31-letni kierowca odjechał z miejsca wypadku. Został zatrzymany dopiero w kilkadziesiąt metrów dalej. Tłumaczył, że nie zauważył dziewczyny. Badanie alkomatem potwierdziły jego trzeźwość. Pobrano także krew, by sprawdzić, czy nie był on pod wpływem narkotyków.
Relacje świadków
W Internecie od rana pojawia się coraz więcej wersji zdarzeń. Z relacji naocznych świadków wynika, że kierujący pojazdem minął grupę przechodniów. To właśnie wśród nich przebywała ofiara wypadku. Chwilę wcześniej wśród młodzieży doszło do bójki. Niewykluczone, że 19-latka została - celowo bądź przypadkiem - wepchnięta pod autobus.

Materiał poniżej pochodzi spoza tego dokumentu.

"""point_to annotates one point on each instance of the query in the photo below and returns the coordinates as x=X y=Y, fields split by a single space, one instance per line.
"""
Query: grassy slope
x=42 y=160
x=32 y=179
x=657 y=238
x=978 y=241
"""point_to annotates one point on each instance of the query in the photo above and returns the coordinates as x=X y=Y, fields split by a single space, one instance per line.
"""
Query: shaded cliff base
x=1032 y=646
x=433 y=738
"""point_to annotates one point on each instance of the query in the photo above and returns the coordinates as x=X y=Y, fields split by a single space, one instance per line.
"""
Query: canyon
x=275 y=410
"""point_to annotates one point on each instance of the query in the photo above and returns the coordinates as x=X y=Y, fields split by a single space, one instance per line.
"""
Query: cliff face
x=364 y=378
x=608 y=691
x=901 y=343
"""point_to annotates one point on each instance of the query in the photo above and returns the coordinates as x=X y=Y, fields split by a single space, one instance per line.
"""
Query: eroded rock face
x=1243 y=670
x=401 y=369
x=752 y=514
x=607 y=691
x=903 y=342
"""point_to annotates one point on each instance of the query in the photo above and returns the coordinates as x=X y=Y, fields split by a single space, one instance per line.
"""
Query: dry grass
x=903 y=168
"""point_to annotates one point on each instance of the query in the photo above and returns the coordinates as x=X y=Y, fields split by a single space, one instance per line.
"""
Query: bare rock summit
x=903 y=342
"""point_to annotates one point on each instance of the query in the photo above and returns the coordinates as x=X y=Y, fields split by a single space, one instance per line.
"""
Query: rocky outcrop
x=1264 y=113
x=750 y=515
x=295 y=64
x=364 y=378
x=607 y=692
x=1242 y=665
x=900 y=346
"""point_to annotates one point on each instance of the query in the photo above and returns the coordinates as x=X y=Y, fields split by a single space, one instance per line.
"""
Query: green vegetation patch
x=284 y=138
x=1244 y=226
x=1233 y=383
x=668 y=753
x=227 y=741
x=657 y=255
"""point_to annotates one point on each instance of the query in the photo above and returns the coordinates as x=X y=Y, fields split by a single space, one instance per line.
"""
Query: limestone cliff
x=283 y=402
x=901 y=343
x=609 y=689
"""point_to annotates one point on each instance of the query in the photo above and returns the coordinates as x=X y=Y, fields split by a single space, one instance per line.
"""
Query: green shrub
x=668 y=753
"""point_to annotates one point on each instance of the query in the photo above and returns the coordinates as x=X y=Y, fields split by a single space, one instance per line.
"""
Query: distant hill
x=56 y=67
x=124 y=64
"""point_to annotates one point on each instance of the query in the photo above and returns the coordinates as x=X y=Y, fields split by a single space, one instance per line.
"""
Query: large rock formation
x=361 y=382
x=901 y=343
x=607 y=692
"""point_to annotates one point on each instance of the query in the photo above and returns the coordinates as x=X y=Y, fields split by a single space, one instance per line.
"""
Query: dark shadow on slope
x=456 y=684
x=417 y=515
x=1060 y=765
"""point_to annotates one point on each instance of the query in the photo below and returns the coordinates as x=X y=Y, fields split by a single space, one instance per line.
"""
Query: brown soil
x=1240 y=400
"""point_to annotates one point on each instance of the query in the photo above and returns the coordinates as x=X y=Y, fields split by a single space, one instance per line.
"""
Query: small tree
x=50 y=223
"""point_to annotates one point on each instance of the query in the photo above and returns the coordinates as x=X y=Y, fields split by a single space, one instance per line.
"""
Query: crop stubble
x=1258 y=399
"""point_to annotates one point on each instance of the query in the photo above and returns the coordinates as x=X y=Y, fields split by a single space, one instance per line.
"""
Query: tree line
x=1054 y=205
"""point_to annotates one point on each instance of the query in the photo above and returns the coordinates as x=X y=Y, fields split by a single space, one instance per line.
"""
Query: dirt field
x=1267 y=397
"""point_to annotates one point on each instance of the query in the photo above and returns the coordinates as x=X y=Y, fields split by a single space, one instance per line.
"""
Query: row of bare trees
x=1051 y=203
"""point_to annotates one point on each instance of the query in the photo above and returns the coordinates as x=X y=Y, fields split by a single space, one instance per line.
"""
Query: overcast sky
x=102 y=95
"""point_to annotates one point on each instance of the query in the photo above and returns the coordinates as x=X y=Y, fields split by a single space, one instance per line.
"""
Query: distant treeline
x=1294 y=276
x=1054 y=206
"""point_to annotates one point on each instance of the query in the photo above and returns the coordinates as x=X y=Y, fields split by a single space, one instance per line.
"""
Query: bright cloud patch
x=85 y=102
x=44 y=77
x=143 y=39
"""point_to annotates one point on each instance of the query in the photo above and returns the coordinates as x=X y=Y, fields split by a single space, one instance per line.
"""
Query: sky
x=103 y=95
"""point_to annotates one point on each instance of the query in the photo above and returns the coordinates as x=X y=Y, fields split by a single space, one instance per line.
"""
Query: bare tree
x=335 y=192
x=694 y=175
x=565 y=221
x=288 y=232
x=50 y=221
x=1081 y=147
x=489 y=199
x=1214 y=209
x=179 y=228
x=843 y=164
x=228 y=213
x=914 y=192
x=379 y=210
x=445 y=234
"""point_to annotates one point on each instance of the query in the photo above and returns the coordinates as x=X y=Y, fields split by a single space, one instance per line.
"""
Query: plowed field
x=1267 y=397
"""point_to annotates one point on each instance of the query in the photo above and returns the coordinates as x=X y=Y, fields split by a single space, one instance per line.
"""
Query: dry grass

W sobotę, w godzinach gdy doszło do wypadku, część ludzi dopiero kończyła piątkowe zabawy. Jak było w przypadku młodej dziewczyny i przebywającej obok niej ekipy - wyjaśni policja. Na poczet sprawy, zabezpieczony zostanie monitoring miejski, oraz przesłuchani zostaną wszyscy świadkowie tego wypadku. Także jego sprawca.
Dalsze czynności i okoliczności zdarzenia są wyjaśniane przez policję pod nadzorem Prokuratury Rejonowej Katowice-Północ.